Geschäftsreise nach Celle. Bekanntschaften

Fünf Jahre waren David und Lea verheiratet, da riefen ihn Geschäfte nach Celle; seit länger als einem Jahre war Leas Vater gestorben und in Celle bei dem höchsten Gerichtshofe des Kurfürstentums Hannover noch immer ein Prozess anhängig, der dem alten Aaron Königsberger schon seit Jahren viel Verdruss gemacht hatte. Jetzt war dieser Rechtsstreit endlich entschiedet, und zwar zu Gunsten des Hamburger Hauses, und David der einzige Erbe, reiste nun nach Celle, um die Dokumente entgegen zu nehmen, von deren Besitz die Empfangnahme der streitigen Summe abhing; seine Frau begleitete ihn.

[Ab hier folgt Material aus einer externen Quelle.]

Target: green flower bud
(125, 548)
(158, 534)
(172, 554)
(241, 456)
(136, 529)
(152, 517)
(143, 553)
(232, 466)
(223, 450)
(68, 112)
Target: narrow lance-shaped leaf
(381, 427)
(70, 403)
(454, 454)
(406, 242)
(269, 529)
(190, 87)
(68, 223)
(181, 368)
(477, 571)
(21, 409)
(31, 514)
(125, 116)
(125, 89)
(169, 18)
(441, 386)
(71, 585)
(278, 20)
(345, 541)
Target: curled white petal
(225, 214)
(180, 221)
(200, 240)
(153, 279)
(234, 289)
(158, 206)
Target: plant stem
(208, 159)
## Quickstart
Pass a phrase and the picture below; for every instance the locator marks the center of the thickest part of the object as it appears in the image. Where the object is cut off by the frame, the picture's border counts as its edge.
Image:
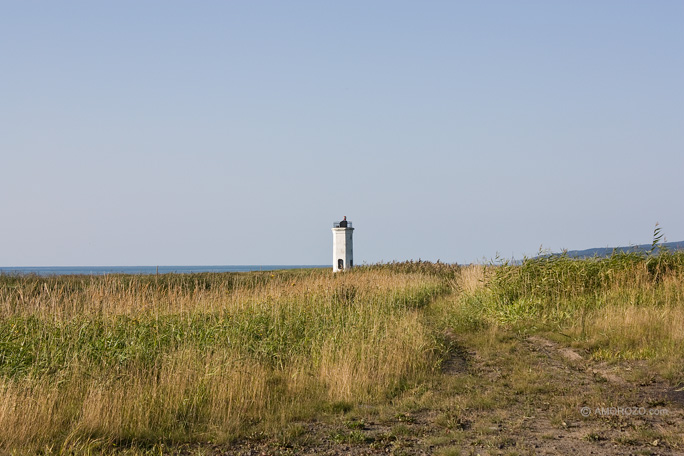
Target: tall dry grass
(627, 306)
(201, 357)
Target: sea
(144, 270)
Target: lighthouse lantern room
(343, 255)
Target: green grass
(134, 362)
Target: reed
(202, 357)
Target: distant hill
(607, 251)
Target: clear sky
(227, 132)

Als der Hamburger Kaufmann mit Lea durch die reinlichen, aber so stillen Straßen von Celle ging, sah er sich von einem Bekannten angeredet: es war der Liebling der Hamburger der Schauspiel-Direktor Schröder. Ich bitte um Ihre Kundschaft auf heute, Herr Traub, sagte der Künstler höflich; meine Gesellschaft spielt im Schloss-Theater, und Sie sind ja immer ein großer Theaterfreund gewesen, Sie wie alle Berliner, den alten Fritz allein ausgenommen, der nur für französische Komödie schwärmt. Aber mag der König nicht von uns deutschen Schauspielern wissen wollen, doch lohnt uns der Beifall ausgezeichneter Männer. Da hat mir Keiner größere Ehre erwiesen, als mein Freund, Herr Moses Mendelssohn. Er war im Schauspielhause, als ich den König Lear zum ersten Male in Berlin gab. Als ich ihn am folgenden Tage bei unserem Professor Engel sprach, drückte er mir die Hand und sagte: Ich habe das Unglück des königlichen Greises nicht bis zu Ende mit durchleben können, das war zu viel Wirklichkeit. Ich werde meine zu Tränen geneigten Augen nicht noch einmal zwingen, den Lear zu sehen, über den ich den Schröder vergessen habe. Das war das Lob von Moses Mendelssohn. Doch ich vergesse, dass ich zur letzten Probe muss! Noch Eins: auch die Königin von Dänemark wird die heutige Vorstellung besuchen.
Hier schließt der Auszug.